Men work on an Oil & Natural Gas Corp. oil drilling platform at Bombay High, India's biggest offshore oil field, off the coast of Mumbai in this undated company handout photo. Source: Oil & Natural Gas Corp. Ltd. via Bloomberg
Men work on an Oil & Natural Gas Corp. oil drilling platform at Bombay High, India's biggest offshore oil field, off the coast of Mumbai in this undated company handout photo. Source: Oil & Natural Gas Corp. Ltd. via Bloomberg

April 29 (Bloomberg) -- Oil & Natural Gas Corp. is marketing U.S. dollar-denominated bonds and PTT Exploration & Production Pcl plans a sale in the currency as issuance in April capped the busiest two-month period on record.

ONGC, as India’s biggest state-run explorer is known, is offering five-year notes at a spread of about 200 basis points and 10-year securities at about 230 basis points, a person familiar with the matter said, asking not to be identified because the terms aren’t set. PTTEP Chief Executive Officer Tevin Vongvanich said Thailand’s largest crude oil and natural gas producer may sell as much as $1 billion of notes this year to fund expansion and repay debt.

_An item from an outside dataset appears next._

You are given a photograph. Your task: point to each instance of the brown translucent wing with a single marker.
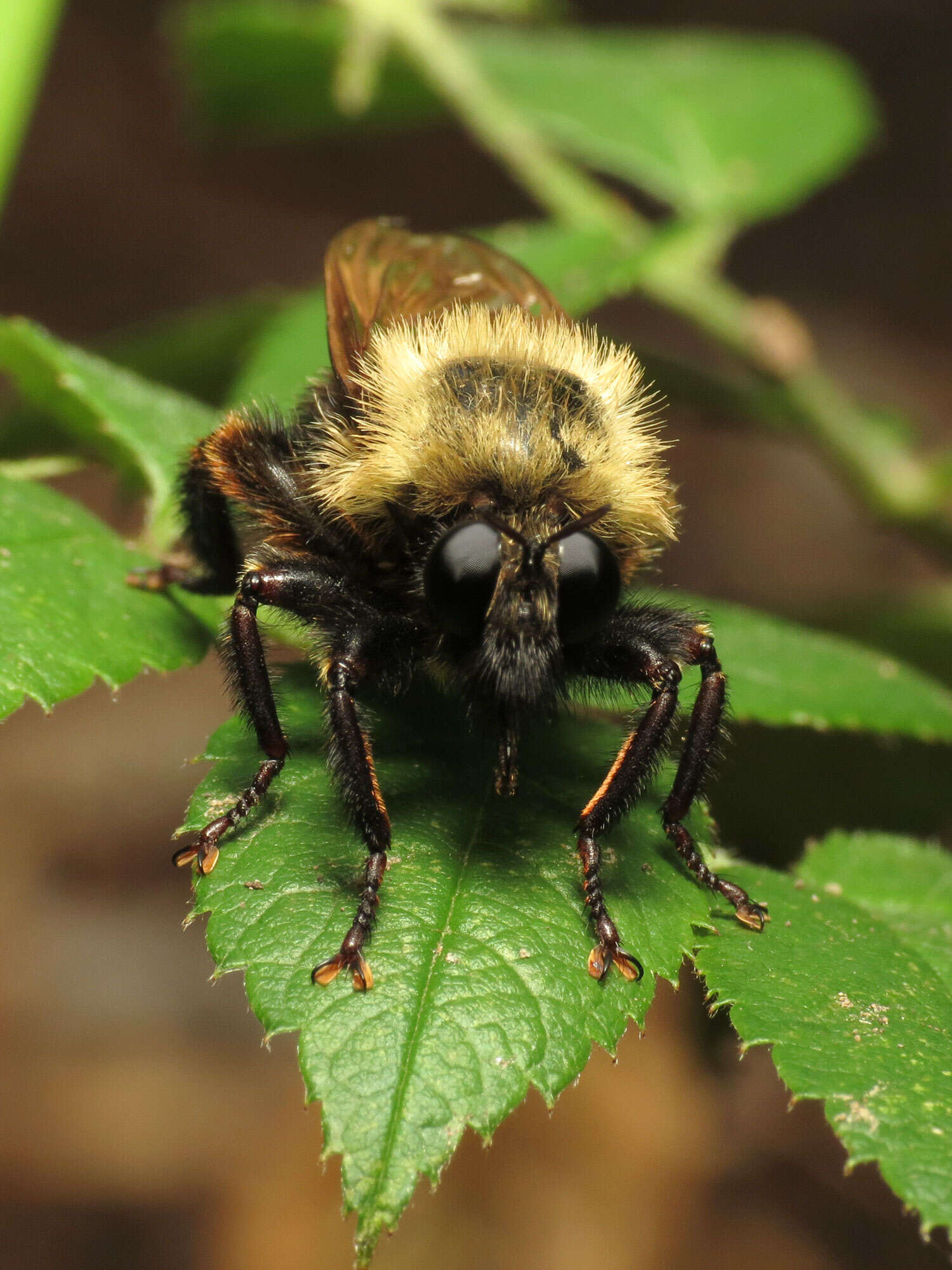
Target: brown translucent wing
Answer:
(378, 272)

Dollar bond sales in Asia outside Japan total $35.4 billion since Feb. 28, the most for any two-month period in data compiled by Bloomberg stretching back to 1999. The Indonesian sovereign, China Petroleum & Chemical Corp. and 1Malaysia Development Bhd., the state investment company also known as 1MDB, led issuance, raising a combined $9.5 billion, the data show. Corporate notes in the region yielded an average 4.69 percent on April 26 from 4.58 percent at the start of the year, JPMorgan Chase & Co. indexes show.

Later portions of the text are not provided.